Best Overlooked Jazz Elder

Aaron Martin
Photograph by Darrow Montgomery

He dates the black-and-white pictures of himself on Facebook to 1985. A man with a goatee and an intense, penetrating stare: here in front of a piano, there holding his alto saxophone in one hand and his young daughter in another. (The latter was a gig at the Old Post Office Pavilion, and he couldn’t find a babysitter.) Those were the days of d.c. space and the D.C. Free Jazz Festival, when D.C.’s jazz avant-garde might have been at its peak. By that time, Aaron Martin was already 37 years old, had lived in D.C. all his life, and played music for most of it.
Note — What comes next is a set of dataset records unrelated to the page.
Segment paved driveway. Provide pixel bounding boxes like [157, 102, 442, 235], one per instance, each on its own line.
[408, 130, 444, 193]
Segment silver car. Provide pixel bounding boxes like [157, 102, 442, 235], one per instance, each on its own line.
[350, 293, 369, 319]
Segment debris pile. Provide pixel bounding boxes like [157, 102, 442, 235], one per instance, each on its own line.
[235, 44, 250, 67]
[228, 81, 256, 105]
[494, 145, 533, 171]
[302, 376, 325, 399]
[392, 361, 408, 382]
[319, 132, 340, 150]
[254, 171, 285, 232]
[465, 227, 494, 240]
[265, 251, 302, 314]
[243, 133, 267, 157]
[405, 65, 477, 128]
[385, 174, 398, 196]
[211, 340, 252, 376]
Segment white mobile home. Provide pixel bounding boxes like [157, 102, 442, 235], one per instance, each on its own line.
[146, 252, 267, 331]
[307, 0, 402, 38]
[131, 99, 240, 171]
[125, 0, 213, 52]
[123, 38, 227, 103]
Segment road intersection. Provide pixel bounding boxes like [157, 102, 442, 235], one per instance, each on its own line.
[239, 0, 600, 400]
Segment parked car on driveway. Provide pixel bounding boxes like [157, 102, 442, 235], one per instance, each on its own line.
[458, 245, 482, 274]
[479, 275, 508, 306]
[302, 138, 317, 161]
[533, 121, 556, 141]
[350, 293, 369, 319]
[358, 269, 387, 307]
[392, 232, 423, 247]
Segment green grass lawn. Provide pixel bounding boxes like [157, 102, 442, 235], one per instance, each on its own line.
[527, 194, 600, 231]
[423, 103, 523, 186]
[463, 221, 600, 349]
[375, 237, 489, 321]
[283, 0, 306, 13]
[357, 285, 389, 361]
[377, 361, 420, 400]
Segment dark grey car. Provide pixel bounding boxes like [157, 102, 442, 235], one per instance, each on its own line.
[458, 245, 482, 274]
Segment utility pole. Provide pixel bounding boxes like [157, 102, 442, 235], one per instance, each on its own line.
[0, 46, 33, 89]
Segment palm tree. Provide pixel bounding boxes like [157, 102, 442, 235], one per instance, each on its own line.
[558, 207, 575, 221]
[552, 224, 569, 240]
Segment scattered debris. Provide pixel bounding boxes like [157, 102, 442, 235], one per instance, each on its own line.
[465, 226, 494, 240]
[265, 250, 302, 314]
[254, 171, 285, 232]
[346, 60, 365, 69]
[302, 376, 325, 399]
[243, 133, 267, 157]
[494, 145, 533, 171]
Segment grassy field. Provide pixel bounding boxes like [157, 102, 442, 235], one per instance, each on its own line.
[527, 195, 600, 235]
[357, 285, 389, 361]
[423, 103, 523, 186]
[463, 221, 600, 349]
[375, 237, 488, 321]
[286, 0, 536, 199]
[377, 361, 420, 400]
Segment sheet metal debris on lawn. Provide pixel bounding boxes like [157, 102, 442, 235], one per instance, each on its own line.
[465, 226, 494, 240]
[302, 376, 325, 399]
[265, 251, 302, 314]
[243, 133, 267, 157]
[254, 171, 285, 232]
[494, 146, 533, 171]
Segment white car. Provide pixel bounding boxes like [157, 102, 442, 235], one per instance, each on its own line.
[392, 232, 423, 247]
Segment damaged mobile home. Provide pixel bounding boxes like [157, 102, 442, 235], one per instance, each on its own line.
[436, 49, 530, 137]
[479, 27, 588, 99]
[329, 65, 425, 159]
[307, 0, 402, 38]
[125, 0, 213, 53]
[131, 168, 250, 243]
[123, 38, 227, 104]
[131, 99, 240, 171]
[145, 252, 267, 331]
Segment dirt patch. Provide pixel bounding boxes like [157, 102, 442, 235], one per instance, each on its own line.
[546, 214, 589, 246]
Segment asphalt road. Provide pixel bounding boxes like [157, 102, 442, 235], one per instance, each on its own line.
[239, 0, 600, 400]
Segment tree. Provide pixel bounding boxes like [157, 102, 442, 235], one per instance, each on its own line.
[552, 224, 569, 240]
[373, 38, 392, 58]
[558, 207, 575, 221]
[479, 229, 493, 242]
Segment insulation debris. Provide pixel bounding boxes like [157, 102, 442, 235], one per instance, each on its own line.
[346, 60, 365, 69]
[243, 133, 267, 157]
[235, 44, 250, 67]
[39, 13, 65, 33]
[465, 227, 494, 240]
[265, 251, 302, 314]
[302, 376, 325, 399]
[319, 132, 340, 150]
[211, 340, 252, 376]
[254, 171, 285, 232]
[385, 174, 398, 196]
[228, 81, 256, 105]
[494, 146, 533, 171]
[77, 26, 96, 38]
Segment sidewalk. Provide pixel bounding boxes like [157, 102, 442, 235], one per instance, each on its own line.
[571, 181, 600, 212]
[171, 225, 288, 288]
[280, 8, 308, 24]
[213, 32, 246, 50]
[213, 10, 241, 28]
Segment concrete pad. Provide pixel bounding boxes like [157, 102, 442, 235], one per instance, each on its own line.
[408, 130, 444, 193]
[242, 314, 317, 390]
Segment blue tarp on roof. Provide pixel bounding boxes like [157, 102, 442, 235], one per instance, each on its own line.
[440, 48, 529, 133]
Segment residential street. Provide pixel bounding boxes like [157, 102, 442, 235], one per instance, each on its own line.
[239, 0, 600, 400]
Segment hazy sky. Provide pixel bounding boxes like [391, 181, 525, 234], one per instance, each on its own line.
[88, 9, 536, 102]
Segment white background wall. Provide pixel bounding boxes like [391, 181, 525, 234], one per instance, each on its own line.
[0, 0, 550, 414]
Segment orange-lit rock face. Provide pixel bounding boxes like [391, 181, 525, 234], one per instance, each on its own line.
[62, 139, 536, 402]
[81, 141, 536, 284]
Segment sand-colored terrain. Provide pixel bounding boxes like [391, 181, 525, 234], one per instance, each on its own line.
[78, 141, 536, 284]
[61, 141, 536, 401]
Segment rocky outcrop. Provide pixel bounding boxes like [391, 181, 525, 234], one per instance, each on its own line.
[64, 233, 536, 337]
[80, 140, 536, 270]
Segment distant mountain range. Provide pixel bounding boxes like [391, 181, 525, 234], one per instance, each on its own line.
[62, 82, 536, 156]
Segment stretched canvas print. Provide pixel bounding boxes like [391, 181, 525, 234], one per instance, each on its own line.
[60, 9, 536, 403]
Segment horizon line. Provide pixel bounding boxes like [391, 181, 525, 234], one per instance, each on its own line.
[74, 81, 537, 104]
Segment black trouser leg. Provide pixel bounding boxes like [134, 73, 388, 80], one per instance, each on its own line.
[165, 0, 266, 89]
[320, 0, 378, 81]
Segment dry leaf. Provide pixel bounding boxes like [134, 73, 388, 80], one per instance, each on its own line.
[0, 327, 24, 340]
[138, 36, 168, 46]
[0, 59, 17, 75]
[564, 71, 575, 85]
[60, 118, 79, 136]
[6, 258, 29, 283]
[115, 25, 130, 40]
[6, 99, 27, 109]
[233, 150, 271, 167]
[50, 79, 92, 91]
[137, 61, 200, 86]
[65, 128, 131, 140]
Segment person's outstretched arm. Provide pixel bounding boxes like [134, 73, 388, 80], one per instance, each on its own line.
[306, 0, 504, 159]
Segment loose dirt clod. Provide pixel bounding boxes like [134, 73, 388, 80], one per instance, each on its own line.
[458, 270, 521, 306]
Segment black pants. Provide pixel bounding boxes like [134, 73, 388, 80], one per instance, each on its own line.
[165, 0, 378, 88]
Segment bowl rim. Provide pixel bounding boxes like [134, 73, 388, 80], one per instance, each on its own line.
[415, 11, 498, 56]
Now 66, Martin remains a leading light of “outside” jazz in D.C. He’s one third of OOO Trio, with bassist Luke Stewart and drummer Sam Lohman (their album Days to Be Told comes out in the spring); has worked with avant-garde stalwarts like Anthony Braxton and Roy Campbell; and continues to be a student of the music. “I’ve been fortunate enough to have a lot of great teachers; I’ve learned a lot,” he says. “And I’m still trying to get better—it’s neverending.” Indeed, the alto saxophonist arises early in the morning to practice before work (at a downtown law firm) in his loft space at New York Avenue NE’s Union Arts, then comes back in the evening to practice some more. Sometimes he even sleeps there.

It’s paid off, allowing Martin to develop a clear but flexible and expressive tone that phrases in short bursts, into each of which he packs many melodic ideas. And it’s made him a font of musical and creative wisdom to which musicians and in-the-know listeners hang on with close attention. Though Martin is lesser-known than many of his peers, he’s genuinely welcoming of open-eared and -minded audiences, and remains optimistic about the music’s future. “The avant-garde lives in D.C.,” he says. “It ain’t goin’ nowhere.” Certainly not as long as it’s got Martin.